ABSTRACT: At the onset of the 21st century, it will be an era in which the very nature of what it means to be human will be both enriched and challenged, as our species breaks the shackles of its genetic legacy, and achieves inconceivable heights of intelligence, material progress, and longevity. The paradigm shift rate is now doubling every decade, so the twenty-first century will see 20,000 years of progress at today’s rate. Computation, communication, biological technologies (for example, DNA sequencing), brain scanning, knowledge of the human brain, and human knowledge in general are all accelerating at an even faster pace, generally doubling price-performance, capacity, and bandwidth every year. Three-dimensional molecular computing will provide the hardware for human-level "strong" AI well before 2030. The more important software insights will be gained in part from the reverse-engineering of the human brain, a process well under way. While the social and philosophical ramifications of these changes will be profound, and the threats they pose considerable, we will ultimately merge with our machines, live indefinitely, and be a billion times more intelligent...all within the next three to four decades.
BIO: Ray Kurzweil is one of the world’s leading inventors, thinkers, and futurists, with a thirty-year track record of accurate predictions. Called "the restless genius" by The Wall Street Journal and "the ultimate thinking machine" by Forbes magazine, Kurzweil was selected as one of the top entrepreneurs by Inc. magazine, which described him as the "rightful heir to Thomas Edison." PBS selected him as one of the "sixteen revolutionaries who made America."

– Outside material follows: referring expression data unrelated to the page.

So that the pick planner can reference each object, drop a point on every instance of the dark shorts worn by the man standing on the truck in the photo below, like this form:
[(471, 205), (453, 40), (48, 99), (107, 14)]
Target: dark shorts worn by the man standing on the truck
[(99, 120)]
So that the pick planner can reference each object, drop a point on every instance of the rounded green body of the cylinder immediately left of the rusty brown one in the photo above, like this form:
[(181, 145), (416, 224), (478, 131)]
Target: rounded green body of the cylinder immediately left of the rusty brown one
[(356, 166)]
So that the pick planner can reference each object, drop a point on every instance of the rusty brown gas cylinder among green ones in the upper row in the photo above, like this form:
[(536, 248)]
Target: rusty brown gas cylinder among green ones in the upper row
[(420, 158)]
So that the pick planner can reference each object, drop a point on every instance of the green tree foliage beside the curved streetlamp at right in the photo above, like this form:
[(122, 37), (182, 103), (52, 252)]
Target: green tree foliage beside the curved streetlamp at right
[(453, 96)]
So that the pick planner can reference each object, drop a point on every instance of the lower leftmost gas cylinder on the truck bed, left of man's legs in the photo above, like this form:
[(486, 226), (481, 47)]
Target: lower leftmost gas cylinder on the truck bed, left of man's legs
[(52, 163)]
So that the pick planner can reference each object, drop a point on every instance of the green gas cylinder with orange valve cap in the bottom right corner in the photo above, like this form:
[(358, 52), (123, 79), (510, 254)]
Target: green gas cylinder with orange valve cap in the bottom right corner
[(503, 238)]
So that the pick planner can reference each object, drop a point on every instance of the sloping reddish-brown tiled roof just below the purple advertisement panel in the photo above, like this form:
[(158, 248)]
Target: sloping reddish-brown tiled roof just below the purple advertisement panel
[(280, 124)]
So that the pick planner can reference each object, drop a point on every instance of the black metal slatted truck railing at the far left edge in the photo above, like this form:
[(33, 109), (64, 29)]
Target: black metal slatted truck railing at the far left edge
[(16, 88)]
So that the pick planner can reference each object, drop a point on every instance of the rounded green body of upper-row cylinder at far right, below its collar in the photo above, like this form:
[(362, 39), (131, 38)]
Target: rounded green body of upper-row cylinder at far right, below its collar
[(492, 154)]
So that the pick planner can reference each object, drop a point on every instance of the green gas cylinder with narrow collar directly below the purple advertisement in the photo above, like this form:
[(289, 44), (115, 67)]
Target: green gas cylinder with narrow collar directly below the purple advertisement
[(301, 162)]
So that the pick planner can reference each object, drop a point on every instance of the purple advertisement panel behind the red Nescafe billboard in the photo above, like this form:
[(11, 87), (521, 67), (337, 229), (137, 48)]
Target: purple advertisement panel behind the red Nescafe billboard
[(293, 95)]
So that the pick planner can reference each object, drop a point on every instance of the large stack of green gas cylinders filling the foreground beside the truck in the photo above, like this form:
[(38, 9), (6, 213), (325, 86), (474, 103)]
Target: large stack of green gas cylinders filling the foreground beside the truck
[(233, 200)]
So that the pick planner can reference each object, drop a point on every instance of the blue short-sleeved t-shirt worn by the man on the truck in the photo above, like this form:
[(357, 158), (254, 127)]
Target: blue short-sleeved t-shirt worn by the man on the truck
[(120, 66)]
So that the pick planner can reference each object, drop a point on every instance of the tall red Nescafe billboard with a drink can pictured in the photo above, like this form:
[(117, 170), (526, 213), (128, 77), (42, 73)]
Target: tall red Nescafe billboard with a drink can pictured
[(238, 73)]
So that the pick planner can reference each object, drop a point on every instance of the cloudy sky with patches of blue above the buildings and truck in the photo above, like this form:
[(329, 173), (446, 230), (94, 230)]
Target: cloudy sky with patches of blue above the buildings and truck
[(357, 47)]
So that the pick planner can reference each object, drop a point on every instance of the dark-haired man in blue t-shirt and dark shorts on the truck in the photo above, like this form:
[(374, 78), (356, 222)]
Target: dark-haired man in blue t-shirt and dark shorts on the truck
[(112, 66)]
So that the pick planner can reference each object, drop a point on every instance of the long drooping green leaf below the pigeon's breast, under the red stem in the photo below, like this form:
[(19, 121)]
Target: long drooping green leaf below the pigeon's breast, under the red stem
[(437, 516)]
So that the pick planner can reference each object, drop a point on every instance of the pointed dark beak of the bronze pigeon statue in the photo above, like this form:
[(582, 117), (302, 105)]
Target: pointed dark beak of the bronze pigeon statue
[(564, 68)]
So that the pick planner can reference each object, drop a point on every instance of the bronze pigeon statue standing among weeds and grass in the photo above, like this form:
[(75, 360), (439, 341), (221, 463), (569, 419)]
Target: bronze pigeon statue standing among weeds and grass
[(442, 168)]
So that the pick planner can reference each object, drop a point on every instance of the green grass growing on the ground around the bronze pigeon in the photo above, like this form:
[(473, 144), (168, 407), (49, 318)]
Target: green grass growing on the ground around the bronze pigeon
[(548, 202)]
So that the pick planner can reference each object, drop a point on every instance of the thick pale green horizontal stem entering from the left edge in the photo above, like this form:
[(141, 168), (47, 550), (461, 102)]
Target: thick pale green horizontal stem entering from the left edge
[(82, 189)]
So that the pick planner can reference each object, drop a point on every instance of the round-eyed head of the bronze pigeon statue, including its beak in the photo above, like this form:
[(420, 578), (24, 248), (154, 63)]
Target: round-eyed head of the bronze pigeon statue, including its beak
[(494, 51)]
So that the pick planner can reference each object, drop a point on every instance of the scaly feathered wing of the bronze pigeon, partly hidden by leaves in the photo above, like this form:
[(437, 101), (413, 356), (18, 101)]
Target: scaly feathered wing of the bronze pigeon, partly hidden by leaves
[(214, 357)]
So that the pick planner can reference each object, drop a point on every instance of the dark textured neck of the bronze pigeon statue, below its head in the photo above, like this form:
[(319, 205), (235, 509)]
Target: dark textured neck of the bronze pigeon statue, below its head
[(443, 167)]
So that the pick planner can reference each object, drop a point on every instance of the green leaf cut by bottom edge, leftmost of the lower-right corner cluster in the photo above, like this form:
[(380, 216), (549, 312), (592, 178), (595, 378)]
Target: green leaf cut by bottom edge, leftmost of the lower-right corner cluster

Kurzweil was the principal inventor of the first CCD flat-bed scanner, the first omni-font optical character recognition, the first print-to-speech reading machine for the blind, the first text-to-speech synthesizer, the first music synthesizer capable of recreating the grand piano and other orchestral instruments, and the first commercially marketed large-vocabulary speech recognition.
Among Kurzweil’s many honors, he is the recipient of the National Medal of Technology, was inducted into the National Inventors Hall of Fame, holds twenty honorary Doctorates, and honors from three U.S. presidents.
Ray has written five national best-selling books, including New York Times best sellers The Singularity Is Near (2005) and How To Create A Mind (2012). He is a Director of Engineering at Google heading up a team developing machine intelligence and natural language understanding.